= Baron Nugent of Riverston =

Jacobite title in the Peerage of Ireland

Baron Nugent of Riverston, in County Westmeath, is a title of complex legal status in the Jacobite peerage of the Peerage of Ireland.

The title was created on 3 April 1689 by James II after his deposition from the English throne for Thomas Nugent, Lord Chief Justice of Ireland, in order for Nugent to attend the 1689 Patriot Parliament in Dublin. The title creation was recorded in the Irish Patent Roll. Nugent was subsequently outlawed as a Jacobite by William III of England, but benefitted from the terms of the Treaty of Limerick and recovered his landed property, when he continued to be referred to as Lord Nugent of Riverston.

The title was claimed by the first baron's descendants who styled themselves Barons Nugent of Riverston, but without legal recognition. In July 1839, William Thomas Nugent presented his claim to the House of Lords Privileges Committee, but they adjourned the issue, declaring it sine die.
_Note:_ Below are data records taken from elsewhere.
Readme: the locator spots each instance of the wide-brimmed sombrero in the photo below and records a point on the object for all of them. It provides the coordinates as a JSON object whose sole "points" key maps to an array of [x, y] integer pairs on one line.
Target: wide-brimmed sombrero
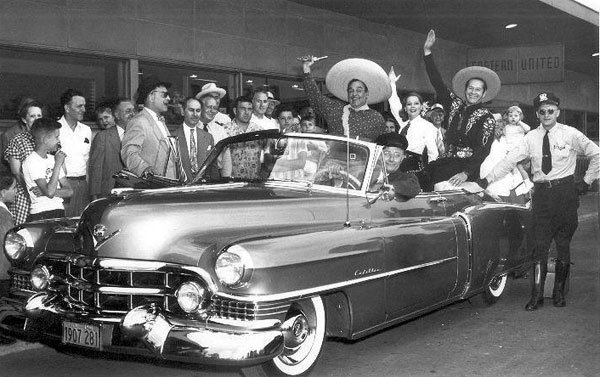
{"points": [[367, 71], [490, 78]]}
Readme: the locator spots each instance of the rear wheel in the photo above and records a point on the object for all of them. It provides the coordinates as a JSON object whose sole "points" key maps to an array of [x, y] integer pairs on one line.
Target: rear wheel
{"points": [[304, 334], [494, 289]]}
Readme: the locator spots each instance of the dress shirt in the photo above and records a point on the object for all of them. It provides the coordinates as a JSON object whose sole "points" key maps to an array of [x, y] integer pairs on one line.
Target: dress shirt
{"points": [[76, 144], [161, 124], [421, 134], [565, 144]]}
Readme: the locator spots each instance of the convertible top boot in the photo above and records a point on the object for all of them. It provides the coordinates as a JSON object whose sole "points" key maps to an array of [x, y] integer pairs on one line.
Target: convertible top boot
{"points": [[558, 294], [538, 278]]}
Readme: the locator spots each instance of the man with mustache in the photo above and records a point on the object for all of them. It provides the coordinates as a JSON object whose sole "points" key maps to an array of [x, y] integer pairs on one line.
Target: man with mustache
{"points": [[145, 148]]}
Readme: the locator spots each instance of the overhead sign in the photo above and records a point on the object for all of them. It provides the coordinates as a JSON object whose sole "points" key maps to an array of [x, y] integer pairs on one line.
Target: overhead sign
{"points": [[520, 65]]}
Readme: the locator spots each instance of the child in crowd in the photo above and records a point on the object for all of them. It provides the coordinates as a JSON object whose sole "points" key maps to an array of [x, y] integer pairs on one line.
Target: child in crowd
{"points": [[514, 131], [512, 188], [316, 149], [44, 174]]}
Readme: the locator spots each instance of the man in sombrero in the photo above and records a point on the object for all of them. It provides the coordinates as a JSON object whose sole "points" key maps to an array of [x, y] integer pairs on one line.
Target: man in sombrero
{"points": [[470, 126], [356, 83]]}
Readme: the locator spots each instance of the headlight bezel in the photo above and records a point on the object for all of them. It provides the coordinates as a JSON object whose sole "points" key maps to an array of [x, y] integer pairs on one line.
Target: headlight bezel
{"points": [[223, 266], [23, 238]]}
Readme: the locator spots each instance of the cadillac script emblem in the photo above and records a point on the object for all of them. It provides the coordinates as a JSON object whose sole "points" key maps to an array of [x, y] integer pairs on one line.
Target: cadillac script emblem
{"points": [[99, 231]]}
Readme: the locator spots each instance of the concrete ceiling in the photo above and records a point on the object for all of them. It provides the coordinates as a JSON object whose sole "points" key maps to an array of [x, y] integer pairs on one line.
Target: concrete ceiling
{"points": [[480, 23]]}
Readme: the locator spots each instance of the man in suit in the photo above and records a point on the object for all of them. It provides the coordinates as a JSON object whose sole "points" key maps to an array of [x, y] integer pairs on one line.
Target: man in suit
{"points": [[195, 143], [145, 147], [105, 155]]}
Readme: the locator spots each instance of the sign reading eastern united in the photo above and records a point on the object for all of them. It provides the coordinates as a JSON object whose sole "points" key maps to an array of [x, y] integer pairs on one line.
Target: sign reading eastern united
{"points": [[520, 65]]}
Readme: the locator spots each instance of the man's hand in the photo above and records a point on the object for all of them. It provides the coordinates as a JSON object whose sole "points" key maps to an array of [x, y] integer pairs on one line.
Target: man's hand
{"points": [[429, 42], [582, 187], [149, 172], [59, 159], [458, 179]]}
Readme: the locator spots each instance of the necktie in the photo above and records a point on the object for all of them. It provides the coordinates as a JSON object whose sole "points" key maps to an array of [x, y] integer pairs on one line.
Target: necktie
{"points": [[193, 150], [405, 129], [546, 155]]}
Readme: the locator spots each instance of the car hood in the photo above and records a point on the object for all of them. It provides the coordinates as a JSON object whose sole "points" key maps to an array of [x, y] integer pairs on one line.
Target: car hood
{"points": [[185, 224]]}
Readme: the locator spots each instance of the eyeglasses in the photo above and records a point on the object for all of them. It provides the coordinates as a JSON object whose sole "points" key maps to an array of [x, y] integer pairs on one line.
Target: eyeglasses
{"points": [[163, 94], [544, 112], [389, 154]]}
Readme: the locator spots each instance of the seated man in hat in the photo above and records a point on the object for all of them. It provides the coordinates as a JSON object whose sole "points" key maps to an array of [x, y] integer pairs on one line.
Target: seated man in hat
{"points": [[403, 183], [360, 82], [470, 126]]}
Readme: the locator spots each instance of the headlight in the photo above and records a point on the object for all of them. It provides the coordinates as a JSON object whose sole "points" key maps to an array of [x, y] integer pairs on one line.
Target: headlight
{"points": [[40, 278], [233, 265], [15, 243], [190, 296]]}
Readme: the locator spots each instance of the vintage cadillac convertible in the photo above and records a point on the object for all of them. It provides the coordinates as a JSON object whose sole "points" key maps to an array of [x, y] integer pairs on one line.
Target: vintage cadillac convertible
{"points": [[261, 268]]}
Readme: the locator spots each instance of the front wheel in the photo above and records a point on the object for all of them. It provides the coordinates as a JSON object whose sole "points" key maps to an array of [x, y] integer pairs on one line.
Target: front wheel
{"points": [[494, 289], [304, 334]]}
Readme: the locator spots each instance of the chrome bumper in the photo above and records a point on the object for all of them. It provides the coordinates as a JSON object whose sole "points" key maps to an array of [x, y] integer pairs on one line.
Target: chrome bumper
{"points": [[164, 336]]}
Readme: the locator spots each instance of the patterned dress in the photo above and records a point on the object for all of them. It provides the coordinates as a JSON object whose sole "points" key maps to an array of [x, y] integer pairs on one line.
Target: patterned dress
{"points": [[366, 124], [20, 147], [470, 132], [245, 157]]}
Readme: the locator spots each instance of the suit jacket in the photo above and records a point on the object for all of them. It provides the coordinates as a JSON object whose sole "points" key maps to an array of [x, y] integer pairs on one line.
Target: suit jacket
{"points": [[145, 146], [204, 144], [105, 160]]}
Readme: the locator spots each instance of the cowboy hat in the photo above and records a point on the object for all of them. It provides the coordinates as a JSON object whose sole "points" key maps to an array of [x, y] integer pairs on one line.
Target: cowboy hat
{"points": [[462, 77], [367, 71], [211, 87]]}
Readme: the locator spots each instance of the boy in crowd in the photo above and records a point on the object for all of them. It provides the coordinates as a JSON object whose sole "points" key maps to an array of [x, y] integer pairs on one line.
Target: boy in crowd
{"points": [[8, 189], [44, 173]]}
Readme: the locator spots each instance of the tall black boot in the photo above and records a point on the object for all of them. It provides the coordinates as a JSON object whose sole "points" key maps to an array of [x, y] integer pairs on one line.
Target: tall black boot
{"points": [[538, 278], [558, 294]]}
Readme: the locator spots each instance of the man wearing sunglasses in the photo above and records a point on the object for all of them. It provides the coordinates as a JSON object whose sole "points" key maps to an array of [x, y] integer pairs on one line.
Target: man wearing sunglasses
{"points": [[553, 149], [145, 149]]}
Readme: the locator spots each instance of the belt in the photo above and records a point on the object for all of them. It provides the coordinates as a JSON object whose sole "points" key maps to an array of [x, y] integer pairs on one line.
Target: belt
{"points": [[555, 182]]}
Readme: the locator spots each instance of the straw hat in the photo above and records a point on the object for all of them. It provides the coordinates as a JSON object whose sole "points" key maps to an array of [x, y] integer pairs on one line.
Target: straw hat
{"points": [[490, 78], [211, 87], [367, 71]]}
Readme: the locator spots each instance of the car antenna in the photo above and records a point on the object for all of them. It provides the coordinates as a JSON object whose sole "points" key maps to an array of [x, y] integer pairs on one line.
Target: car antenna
{"points": [[347, 223]]}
In 1851, the claim to the title was inherited by Anthony Francis Nugent, 9th Earl of Westmeath, from which point it merged with the Earldom of Westmeath.

==Barons Nugent of Riverston (Jacobite Peerage, 1689)==
- Thomas Nugent, 1st Baron Nugent of Riverston (died 1715)
- Hyacinth Richard Nugent, 2nd Baron Nugent of Riverston (died 1738) (Claimant)
- William Nugent, 3rd Baron Nugent of Riverston (died 1756) (Claimant)
- Anthony Nugent, 4th Baron Nugent of Riverston (1730–1814) (Claimant)
- William Thomas Nugent, 5th Baron Nugent of Riverston (1773–1851) (Claimant)
- Anthony Francis Nugent, 6th Baron Nugent of Riverston (1805–1879) (Claimant)
Succeeded as Earl of Westmeath in 1871. See this title for further claimants.